There will be two core sections to the course, both supported by the TDDA library.
1. Testing Data Processes and Pipelines
We will introduce the idea of a reference test, which is a lot like a system or integration test for an analytical process. We will show how these can be written for various kinds of analytical processes over different data types, and then tested using either Python's built-in unittest module or the popular pytest library. Topics covered will include
- Motivation for and introduction to testing
- Special considerations for testing analytical software and processes
- Testing outputs that are not always identical (because of reasons like version number, dates, host names, randomized identifiers, permuted outputs etc)
- Automatically saving outputs from failing tests to file
- Support for comparing failing outputs and expected ("reference") outputs with "diff" and similar tools
- Automatic regeneration of reference outputs after verified changes
- Running subsets of tests easily using tagging.
2. Using AI to Generate Constraints from Data and their use for Detecting Bad Data
We will introduce the idea of using constraints to check ("verify") data in various ways, including identification of change, outliers, duplicates, missing values, disallowed values, out-of-sequence dates and strings that fail to conform to an expected structure. Advanced string verification methods covered will include automatic generation of regular expressions to characterise patterns in text data using the rexpy module, which is integrated as part of the TDDA library.
We will then show how the TDDA library can be used not only to verify data against constraints, and to detect failing records and values, but also how it can generate suitable constraints directly from data.
Attendees will need to provide a laptop (Mac, Linux or Windows) with a suitable working Python, and with NumPy, Pandas and the TDDA library installed. People are welcome to work in pairs.

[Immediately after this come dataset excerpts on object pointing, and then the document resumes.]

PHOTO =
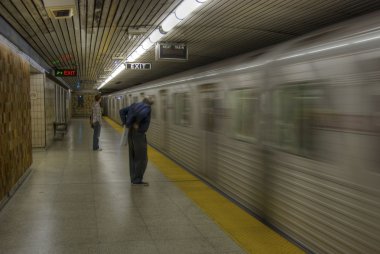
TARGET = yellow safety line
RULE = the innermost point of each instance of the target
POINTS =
(251, 234)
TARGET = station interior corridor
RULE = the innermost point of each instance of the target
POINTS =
(81, 201)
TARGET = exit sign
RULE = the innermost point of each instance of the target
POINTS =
(138, 66)
(65, 72)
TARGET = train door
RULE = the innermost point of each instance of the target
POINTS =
(164, 120)
(208, 95)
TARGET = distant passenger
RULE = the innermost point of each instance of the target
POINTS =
(96, 122)
(136, 118)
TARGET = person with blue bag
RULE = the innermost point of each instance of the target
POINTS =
(136, 118)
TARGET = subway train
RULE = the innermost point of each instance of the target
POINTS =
(289, 132)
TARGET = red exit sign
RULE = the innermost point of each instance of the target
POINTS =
(65, 72)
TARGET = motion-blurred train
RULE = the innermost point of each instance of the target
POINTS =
(290, 132)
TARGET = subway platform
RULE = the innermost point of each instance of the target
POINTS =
(81, 201)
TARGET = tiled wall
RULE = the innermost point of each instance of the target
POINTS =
(82, 106)
(49, 110)
(43, 110)
(37, 95)
(15, 119)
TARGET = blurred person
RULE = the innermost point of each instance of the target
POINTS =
(96, 120)
(136, 118)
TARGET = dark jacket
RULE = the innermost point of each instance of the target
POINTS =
(137, 113)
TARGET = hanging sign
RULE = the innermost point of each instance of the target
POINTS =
(138, 66)
(65, 72)
(171, 51)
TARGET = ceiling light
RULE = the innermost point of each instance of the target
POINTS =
(186, 7)
(130, 59)
(170, 22)
(155, 36)
(118, 70)
(147, 44)
(140, 50)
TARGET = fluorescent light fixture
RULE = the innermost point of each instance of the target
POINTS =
(155, 36)
(186, 7)
(135, 55)
(118, 70)
(130, 59)
(140, 50)
(147, 44)
(170, 22)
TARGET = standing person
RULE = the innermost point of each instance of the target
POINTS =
(96, 120)
(136, 118)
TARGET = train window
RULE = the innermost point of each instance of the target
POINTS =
(295, 110)
(245, 113)
(182, 109)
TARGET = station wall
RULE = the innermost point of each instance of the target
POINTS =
(15, 119)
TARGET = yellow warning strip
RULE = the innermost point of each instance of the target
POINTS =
(251, 234)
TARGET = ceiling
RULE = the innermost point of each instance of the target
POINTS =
(100, 31)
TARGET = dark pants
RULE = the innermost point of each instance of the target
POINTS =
(95, 138)
(138, 155)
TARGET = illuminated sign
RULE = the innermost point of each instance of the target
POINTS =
(171, 51)
(65, 72)
(138, 66)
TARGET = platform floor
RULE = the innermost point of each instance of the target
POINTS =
(80, 201)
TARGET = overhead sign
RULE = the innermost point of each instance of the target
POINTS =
(138, 66)
(65, 72)
(171, 51)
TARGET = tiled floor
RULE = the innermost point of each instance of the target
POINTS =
(80, 201)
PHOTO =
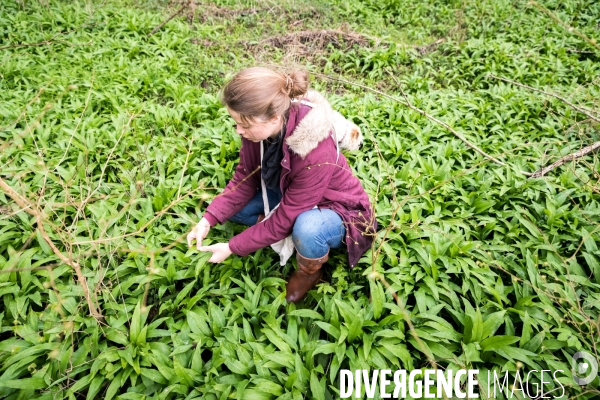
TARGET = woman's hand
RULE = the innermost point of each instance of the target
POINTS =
(199, 232)
(220, 251)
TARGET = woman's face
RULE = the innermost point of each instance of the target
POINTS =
(257, 129)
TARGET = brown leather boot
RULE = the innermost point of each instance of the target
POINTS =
(305, 277)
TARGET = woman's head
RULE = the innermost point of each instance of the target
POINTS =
(261, 94)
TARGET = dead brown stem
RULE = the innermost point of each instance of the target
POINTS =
(27, 205)
(579, 109)
(566, 159)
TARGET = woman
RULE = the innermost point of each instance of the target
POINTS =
(289, 160)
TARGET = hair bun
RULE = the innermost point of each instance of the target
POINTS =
(296, 83)
(289, 85)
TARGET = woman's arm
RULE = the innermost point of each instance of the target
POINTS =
(305, 192)
(240, 189)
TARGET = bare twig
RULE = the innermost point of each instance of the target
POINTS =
(566, 159)
(577, 108)
(179, 10)
(25, 204)
(445, 125)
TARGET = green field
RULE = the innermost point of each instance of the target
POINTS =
(113, 141)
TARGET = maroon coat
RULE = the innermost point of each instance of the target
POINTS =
(310, 176)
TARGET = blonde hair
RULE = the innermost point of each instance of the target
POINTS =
(260, 92)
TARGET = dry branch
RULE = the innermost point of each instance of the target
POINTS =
(579, 109)
(28, 207)
(566, 159)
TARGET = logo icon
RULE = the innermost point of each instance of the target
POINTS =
(584, 368)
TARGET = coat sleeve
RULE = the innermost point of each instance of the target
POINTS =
(306, 190)
(238, 192)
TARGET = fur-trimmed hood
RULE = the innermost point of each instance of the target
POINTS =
(317, 125)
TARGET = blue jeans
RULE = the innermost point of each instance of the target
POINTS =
(315, 231)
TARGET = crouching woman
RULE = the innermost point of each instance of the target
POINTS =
(291, 171)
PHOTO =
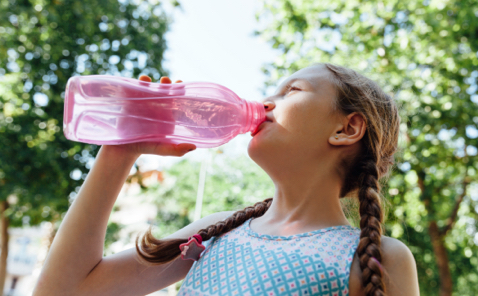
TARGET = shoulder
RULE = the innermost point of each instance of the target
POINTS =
(399, 266)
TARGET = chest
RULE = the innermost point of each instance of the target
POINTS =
(241, 265)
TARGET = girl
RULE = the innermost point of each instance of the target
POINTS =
(330, 133)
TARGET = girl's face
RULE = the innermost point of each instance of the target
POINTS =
(302, 121)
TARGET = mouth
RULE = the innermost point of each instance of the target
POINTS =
(260, 127)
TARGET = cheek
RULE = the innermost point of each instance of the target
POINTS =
(300, 118)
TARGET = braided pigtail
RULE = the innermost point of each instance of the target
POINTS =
(363, 171)
(371, 217)
(160, 251)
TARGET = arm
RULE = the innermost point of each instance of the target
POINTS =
(400, 277)
(399, 263)
(76, 258)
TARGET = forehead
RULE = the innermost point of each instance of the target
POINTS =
(317, 76)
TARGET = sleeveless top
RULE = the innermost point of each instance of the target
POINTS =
(243, 262)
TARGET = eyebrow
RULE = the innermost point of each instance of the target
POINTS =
(292, 81)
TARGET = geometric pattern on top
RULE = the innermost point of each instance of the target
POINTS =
(243, 262)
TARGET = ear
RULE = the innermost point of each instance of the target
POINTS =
(351, 130)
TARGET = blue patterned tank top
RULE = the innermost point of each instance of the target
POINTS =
(243, 262)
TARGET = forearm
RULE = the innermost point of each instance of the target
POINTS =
(78, 244)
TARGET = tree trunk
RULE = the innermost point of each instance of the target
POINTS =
(4, 244)
(441, 256)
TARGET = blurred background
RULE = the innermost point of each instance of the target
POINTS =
(425, 53)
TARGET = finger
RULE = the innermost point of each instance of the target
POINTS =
(145, 78)
(165, 79)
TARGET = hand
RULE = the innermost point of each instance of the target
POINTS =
(156, 148)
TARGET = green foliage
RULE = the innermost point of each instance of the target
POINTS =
(42, 44)
(425, 53)
(112, 236)
(231, 184)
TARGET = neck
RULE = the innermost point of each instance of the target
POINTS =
(306, 198)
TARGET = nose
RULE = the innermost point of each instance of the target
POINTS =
(268, 105)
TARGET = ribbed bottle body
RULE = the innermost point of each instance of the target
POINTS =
(110, 110)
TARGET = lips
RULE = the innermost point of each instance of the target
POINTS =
(260, 127)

- We recommend Python 3.7; Python 2.7 and 3.6 will also work
- The Pandas library for processing with DataFrames should be installed (pip install pandas); this will also install NumPy if you don't already have it.
- The TDDA library should be installed (pip install tdda). This includes the example data required for the training.
Detailed instructions on system configuration will be supplied to registered attendees before the session, as well as instructions for how to test the installation.
The course is primarily aimed at practising data scientists with some familiarity with Python, or programmers coming to data science. Previous experience of testing and Pandas will be advantageous but is not required. As noted above, although the specific library used is Python, the data testing is almost entirely language neutral, and even the testing of data processes can be used with other languages, from within a Python test script.
Non-programmers with an interest in QA for data and data processes will also benefit from some of the overview material, and are welcome to attend, but may struggle with the hands-on parts of the course.
TARGET AUDIENCE SIZE
max 50; viable at 10+